Question

Limma fixed and random effects

0

Entering edit mode

jbatsx • 0

@jbatsx-11399

Last seen 7.4 years ago

I have read around and cannot find a similar example to this particular case and I'm still not clear so I apologise if this is a trivial question.

I have data for an experiment which consisted of two diseases and a control group. The disease groups (C1, C2) consists of those which have been treated and those which have not been treated (C1_treat, C1_ntreat). The treated and untreated groups are paired so the sample for treated comes from treated tissue, and the ntreat sample comes from the untreated tissue from the same patient. There are also two control samples from each patient and I should control for this.

An example of the sample data looks like this:

Group	Gender	Hospital	Patient
C2_treat	F	1	5
C2_ntreat	F	1	5
C2_treat	M	2	6
C2_ntreat	M	2	6
CTRL	M	1	1
CTRL	M	1	1
CTRL	F	2	2
CTRL	F	2	2
C1_treat	M	1	3
C1_ntreat	M	1	3
C1_treat	M	2	4
C1_ntreat	M	2	4

I want to perform the following contrasts: C1_treat–CTRL, C1_ntreat – CTRL, C1_treat – C1_ntreat and the same for the C2 group.

The samples come from 3 sampling hospitals, and there appears to be a gender effect (Xist and amongst others in the top DEGs) so I want to control for these factors also. There are several samples which do not have a paired sample so I cannot model patient as a fixed effect as the design matrix is not of full rank. I am currently modelling gender and Hospital using a fixed effect and Patient as a random effect using this model:

design <- model.matrix(~0 + f + Gender + Hospital)

corfit_main <- duplicateCorrelation(affyTable, design, block = Patient)

fit <- lmFit(affyDat, design,block = Patient, correlation = corfit_main$consensus)

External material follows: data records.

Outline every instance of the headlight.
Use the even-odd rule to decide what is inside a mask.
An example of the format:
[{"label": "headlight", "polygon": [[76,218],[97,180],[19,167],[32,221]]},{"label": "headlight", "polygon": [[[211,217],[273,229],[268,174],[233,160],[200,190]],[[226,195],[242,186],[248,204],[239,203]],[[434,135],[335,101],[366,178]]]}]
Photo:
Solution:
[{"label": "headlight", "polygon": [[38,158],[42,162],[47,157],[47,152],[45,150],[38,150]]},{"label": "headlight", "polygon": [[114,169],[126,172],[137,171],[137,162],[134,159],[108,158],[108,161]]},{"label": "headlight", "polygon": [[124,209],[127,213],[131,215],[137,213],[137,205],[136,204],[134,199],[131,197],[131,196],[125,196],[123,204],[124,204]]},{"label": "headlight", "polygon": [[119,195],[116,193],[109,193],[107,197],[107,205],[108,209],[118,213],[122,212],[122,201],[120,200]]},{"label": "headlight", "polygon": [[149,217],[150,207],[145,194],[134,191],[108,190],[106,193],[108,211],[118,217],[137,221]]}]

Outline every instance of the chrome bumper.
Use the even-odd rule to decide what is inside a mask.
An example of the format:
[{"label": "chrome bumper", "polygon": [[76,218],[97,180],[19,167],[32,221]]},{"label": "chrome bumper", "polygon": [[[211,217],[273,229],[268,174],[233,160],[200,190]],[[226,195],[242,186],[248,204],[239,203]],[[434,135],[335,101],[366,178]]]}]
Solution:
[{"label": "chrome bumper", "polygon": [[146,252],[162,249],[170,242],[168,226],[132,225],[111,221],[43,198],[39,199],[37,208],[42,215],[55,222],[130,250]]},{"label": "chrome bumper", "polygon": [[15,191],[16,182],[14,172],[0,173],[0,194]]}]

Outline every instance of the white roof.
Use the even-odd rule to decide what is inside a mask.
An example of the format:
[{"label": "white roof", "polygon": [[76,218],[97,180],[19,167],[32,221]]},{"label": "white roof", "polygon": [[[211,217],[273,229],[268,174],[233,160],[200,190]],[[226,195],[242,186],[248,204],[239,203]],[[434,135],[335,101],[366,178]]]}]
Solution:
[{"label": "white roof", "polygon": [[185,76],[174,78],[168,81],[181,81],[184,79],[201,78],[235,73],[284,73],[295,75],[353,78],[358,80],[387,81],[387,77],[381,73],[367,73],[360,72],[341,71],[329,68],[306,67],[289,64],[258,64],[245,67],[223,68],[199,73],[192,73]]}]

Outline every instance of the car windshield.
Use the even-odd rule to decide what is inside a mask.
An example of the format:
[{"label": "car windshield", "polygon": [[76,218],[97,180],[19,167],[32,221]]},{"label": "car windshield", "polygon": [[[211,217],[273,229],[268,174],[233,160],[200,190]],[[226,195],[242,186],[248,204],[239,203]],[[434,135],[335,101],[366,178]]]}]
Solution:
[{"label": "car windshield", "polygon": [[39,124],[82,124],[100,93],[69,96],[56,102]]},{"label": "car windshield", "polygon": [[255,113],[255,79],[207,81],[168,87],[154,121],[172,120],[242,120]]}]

The results are as expected I am just unsure of what duplicateCorrelation is doing here. Is the assumption that the intra-patient correlation is the same for all pairs? Is this assumption valid given that some of the pairs are within control samples, and the other pairs are between treated and untreated patients?

Thanks.

limma • 3.2k views

ADD COMMENT • link updated 7.3 years ago by Gordon Smyth 50k • written 7.4 years ago by jbatsx • 0

score 2 · Answer 1 · 2016-12-19

It depends on how the paired control samples were collected from patients 1 and 2. If, for example, each pair of control samples were just technical replicates of the same sample run on different arrays, then they would be a lot more correlated than the untreated/treated pairs (which, presumably, were collected separately over different days, given typical timespans of treatments for humans). In such cases, it would probably not be appropriate to model them as separate samples in duplicateCorrelation - instead, I would just average them and treat the averaged values as one sample. However, if the collection protocol for the paired controls is the same as that for the paired treated/untreated samples, then what you're currently doing is probably okay.

I don't think you have to worry about the fact that some pairs are comprised of treated/untreated samples. Any treatment effect should have been accounted for by the treatment term (presumably f) in your design matrix. This means that it shouldn't contribute to the correlations between paired samples. Thus, the true correlations should be comparable between all patients (pending the point above). Of course, it's possible that the additive design is wrong, which will manifest as increased variability/reduced correlations for treated/untreated pairs - but that's something you'll just have to accept.

score 1 · Answer 2 · 2016-12-19

The reason that samples from the same patient are correlated is that each patient has their own baseline expression values. This is true whether they get the treatment or not.

You are perhaps misunderstanding what the intra-correlation is. It is the correlation that remains after all the treatment effects have been removed. The fact that some of the samples are treated and some are not does not bias the correlation calculation because the correlation is corrected for any treatment effects. For example, the correlation will not be reduced if one sample is treated while the other from the same patient is not -- the underlying baseline correlation will remain unaffected.

So, yes, the assumption is that the intra-patient correlation is the same for each pair, and this is assumption is usually reasonable. A similar assumption is made by pretty much any random effects analysis you will read in the statistics literature.